AH: That's right. I consider it lucky, too. And if it weren't for the fact that I had met Peter, and the fact that Peter had discovered many documents, and especially a few key documents that connected what I found to what he found. So it took, it took us as a team to do that, and it was luck of the Irish, luck of the Japanese, I guess, that I saw this one report sitting on this archivist's desk. Ah, you know, I didn't recognize it right away, but as soon as I opened, it, wow. I said, "Pow, this is it." And it was luck, it was luck. If I hadn't walked in that day, it might not have been there. And if I hadn't happened to know about the first version having taken place, just a few weeks before I think I happened to read the file on it, I would not have recognized it. So it was a coming together of all these fortunate instances that made it possible.

TI: Yeah, because I feel so fortunate, in some ways, coming after the work that you and others did. Because the grassroots effort during redress was so important in getting the community energized. But the fact that the case was just so well-documented made it so much easier. It wasn't like we were, the community was just going to these places and just raising their voices, it was raising their voices with a well-documented sort of case. Which I think really made a huge difference.

AH: I think so. I agree with you, and that was why I took it upon myself to do what some people call unnecessary extra work. But I documented everything I got exactly where it, what file, what box, what record group and everything else, so that when the Commission wrote its report, people couldn't say, "How can that be?" Here's proof officially written by top government, top government, here's proof. So it took a lot of extra time on my part, and I know people were saying, "Oh, you're just so piddly about details." But that helped to augment and strengthen the report so people couldn't deny it.

TI: I mean, was there ever times when you thought that this work would have been part of an effort to, I guess, in some ways, recover over a billion dollars in redress payments, overturn Hirabayashi, Yasui, Korematsu? I mean, were those things kind of going through your mind when you were doing this kind of research?

AH: Not when I first started, no. Later on, when I was asked to help the coram nobis and class-action suit and all that, I thought, "Gee, maybe some of this stuff will help vacate the convictions or help get more for redress. But at the very beginning, I didn't. All I was interested, I was being very selfish. I wanted to find out more myself, you know, about all of this. So it turned out to be a plus, even though I think that the compensation was inadequate for the number of incidents and suffering the people went through.
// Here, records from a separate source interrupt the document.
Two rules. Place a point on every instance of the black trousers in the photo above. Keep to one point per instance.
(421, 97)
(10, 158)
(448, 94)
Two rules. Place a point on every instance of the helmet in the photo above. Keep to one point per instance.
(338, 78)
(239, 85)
But it was an acknowledgement of some sort that this country had not done right.

TI: When you think back to your contribution, is there anything else, is there any one or two things that really comes to mind in terms of, where you feel really good about what you did?
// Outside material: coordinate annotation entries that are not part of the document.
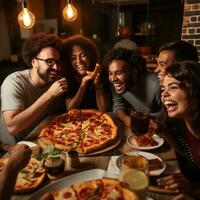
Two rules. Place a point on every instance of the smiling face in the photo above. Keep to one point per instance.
(165, 58)
(47, 73)
(174, 98)
(118, 75)
(79, 60)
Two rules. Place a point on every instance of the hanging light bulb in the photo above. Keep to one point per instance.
(70, 12)
(26, 18)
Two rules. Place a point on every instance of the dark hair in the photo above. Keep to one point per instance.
(182, 50)
(188, 73)
(33, 45)
(132, 59)
(88, 46)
AH: You mean any particular action?

TI: Yeah, action, anything.

AH: Well, I think the only thing is that I think about, this was sort of like a second career for me. I had not trained to do this. But that things happened to fall my way, and so I was glad, because of the political awakening that I experienced in New York through the AAA, that I was really, I think, happy to have had that kind of experience with AAA that opened my mind to all the possibilities of the historical importance, and that I was able to unearth some of this with the help of Michi Weglyn, of course, and her initial opening of the doors, as to the importance of proving the government misconduct. So I'm very, I'm happy about that, and I'm happy that I had the opportunity. Getting married and going down there, "Oh, what am I gonna do now? Okay, I'll look at the archives." And then in my amateurish way, starting to collect some of these and saying, "Oh, this sounds very interesting and important. I think I'll save a copy." And having that small notebook accumulate to a total of 154 boxes that I sent, that UCLA has, I still have a few more boxes to go through, but it was, I think, (152) boxes that we donated, mostly documents. So I feel good about, if there is, whatever can be called contribution, that I had a little part in it.